But who do you say that I am? Only Simon Peter answered him: You are the Christ, the Son of the living God — Matthew 16:15-16

Jesus is mediator, but […] the title means more than someone between God and man. He is not just a third party between God and humanity. [...] As true God he brings God to mankind. As true man he brings mankind to God.

Most Christians generally consider Jesus to be the Christ, the long-awaited Messiah, as well as the one and only Son of God. The opening words in the Gospel of Mark (1:1), "The beginning of the gospel of Jesus Christ, the Son of God", provide Jesus with the two distinct attributions as Christ and as the Son of God. His divinity is again re-affirmed in Mark 1:11. Matthew 1:1 which begins by calling Jesus the Christ and in verse 16 explains it again with the affirmation: "Jesus, who is called Christ".

In the Pauline epistles, the word Christ is so closely associated with Jesus that apparently for the early Christians there was no need to claim that Jesus was Christ, for that was considered widely accepted among them. Hence Paul could use the term Christos with no confusion about who it referred to, and as in 1 Corinthians 4:15 and Romans 12:5 he could use expressions such as "in Christ" to refer to the followers of Jesus.

In the New Testament, the title "Son of God" is applied to Jesus on many occasions, from the Annunciation up to the Crucifixion. The declaration that Jesus is the Son of God is made by many individuals in the New Testament, and on two occasions by God the Father as a voice from Heaven, and is asserted by Jesus himself.

In Christology, the concept that Christ is the Logos (i.e., "The Word") has been important in establishing the doctrine of the divinity of Christ and his position as God the Son in the Trinity as set forth in the Chalcedonian Creed. This derives from the opening of the Gospel of John, commonly translated into English as: "In the beginning was the Word, and the Word was with God, and the Word was God." λόγος in the original Koine Greek is translated as Word and in theological discourse, this is often left in its English transliterated form, Logos.

The pre-existence of Christ refers to the existence of Christ before his incarnation as Jesus. One of the relevant New Testament passages is John 1:1-18 where, in the Trinitarian view, Christ is identified with a pre-existent divine hypostasis called the Logos or Word. This doctrine is reiterated in John 17:5 when Jesus refers to the glory which he had with the Father "before the world was" during the Farewell Discourse. also refers to the Father loving Jesus "before the foundation of the world". Nontrinitarian views about the pre-existence of Christ vary, with some rejecting it and others accepting it.

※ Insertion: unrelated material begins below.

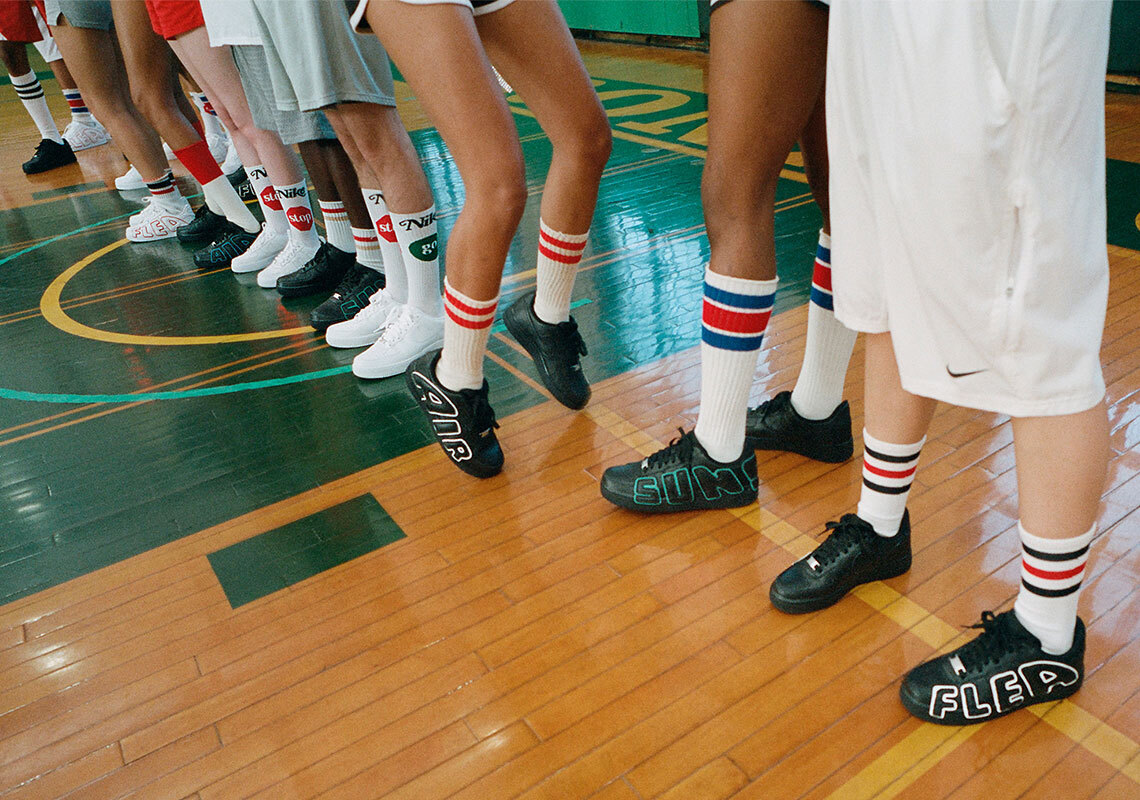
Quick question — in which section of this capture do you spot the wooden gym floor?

Following the Apostolic Age, from the 2nd century forward, several controversies developed about how the human and divine are related within the person of Jesus. Eventually in 451, the concept of a hypostatic union was stated at the Council of Chalcedon, namely that Jesus is both fully divine and fully human. However, differences among Christian denominations continued thereafter, with some rejecting the hypostatic union in favour of monophysitism.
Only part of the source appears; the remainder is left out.